Information Technology (IT), too, is a discipline with which the security manager must liaise. While it’s the IT specialists who are knowledgeable about specific IT threats and countermeasures, their activities should be part of an overall security strategy. A strategy to which the security manager must have a central – and vital – input.

Internal relationship issues are particularly sensitive and totally dependent on the corporate culture and structure. Particularly in the early stages of a relationship, direct attempts by security managers to circumvent ‘the system’ will lead to frustration of the manager’s efforts. In the longer term, this is nothing but counter-productive.

Security is very much a risk management discipline in its own right, and not a subset of administrative services, Human Resources, facilities management or Health and Safety. While the discipline of security may well rest comfortably alongside these areas, in those situations where it has been subordinate to any of them, the effectiveness of creating a fully-integrated security operation is highly likely to be lessened.

Quietly influencing management

To be effective as a security operations manager, a security professional must be a modest, undemonstrative, resourceful, self-sufficient and extremely well-organised individual with an innate ability to ‘gel’ with others and a healthy appetite for personal development. He or she should be goal-led, and ought to be adept at managing time.

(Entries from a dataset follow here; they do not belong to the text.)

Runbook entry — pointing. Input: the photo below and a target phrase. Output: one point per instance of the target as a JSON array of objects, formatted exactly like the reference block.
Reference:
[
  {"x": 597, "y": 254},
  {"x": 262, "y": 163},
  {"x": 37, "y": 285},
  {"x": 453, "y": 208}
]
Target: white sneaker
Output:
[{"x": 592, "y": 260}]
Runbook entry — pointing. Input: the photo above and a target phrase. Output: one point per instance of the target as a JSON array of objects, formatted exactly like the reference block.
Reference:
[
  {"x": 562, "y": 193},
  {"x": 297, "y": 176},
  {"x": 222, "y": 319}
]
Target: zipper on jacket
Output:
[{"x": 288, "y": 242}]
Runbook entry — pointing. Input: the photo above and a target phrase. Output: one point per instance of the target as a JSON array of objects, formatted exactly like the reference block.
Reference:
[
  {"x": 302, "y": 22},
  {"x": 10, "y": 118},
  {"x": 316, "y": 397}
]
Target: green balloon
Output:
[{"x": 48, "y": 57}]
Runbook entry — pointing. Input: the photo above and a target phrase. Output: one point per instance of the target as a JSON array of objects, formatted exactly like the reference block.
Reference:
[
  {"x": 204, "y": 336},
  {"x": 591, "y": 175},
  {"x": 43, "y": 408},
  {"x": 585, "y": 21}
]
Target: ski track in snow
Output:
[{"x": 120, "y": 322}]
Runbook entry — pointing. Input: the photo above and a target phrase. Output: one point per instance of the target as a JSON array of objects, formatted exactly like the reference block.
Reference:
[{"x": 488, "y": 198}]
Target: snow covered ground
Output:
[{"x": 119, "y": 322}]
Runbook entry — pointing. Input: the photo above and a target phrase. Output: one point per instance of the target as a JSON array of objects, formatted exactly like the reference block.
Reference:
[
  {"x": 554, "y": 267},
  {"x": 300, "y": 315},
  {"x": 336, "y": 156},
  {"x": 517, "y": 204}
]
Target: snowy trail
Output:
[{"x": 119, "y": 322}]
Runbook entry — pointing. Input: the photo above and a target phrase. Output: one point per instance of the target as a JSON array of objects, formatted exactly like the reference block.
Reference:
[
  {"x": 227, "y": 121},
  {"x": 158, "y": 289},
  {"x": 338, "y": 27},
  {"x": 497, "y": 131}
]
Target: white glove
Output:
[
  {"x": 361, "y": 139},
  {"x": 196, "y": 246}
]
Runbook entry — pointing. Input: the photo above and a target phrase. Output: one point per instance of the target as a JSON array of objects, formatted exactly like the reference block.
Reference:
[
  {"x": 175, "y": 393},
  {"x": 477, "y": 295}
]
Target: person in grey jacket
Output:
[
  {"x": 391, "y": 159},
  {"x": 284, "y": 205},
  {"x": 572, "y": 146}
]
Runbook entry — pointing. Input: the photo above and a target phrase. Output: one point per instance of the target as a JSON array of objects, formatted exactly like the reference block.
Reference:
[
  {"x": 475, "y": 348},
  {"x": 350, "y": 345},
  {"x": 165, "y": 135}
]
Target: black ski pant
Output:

Perhaps most important of all is the ability to communicate at all levels and to quietly influence management. The head of security for one major regional oil and gas operation openly admits that his company recruits on the basis of the so-called ‘softer skills’ (‘Developing the softer skills’, Career Development, SMT, September 2004, p59), commenting that the ‘technical’ (ie pure security) skills may be added later. Typical effective leadership traits – such as integrity, vision, loyalty to the group and sound motivational techniques – are all essential qualities that every security manager should strive to embrace.

Finally, an effective security operations manager will demonstrate his or her ability to truly balance their own specialist needs with those of the organisation they serve.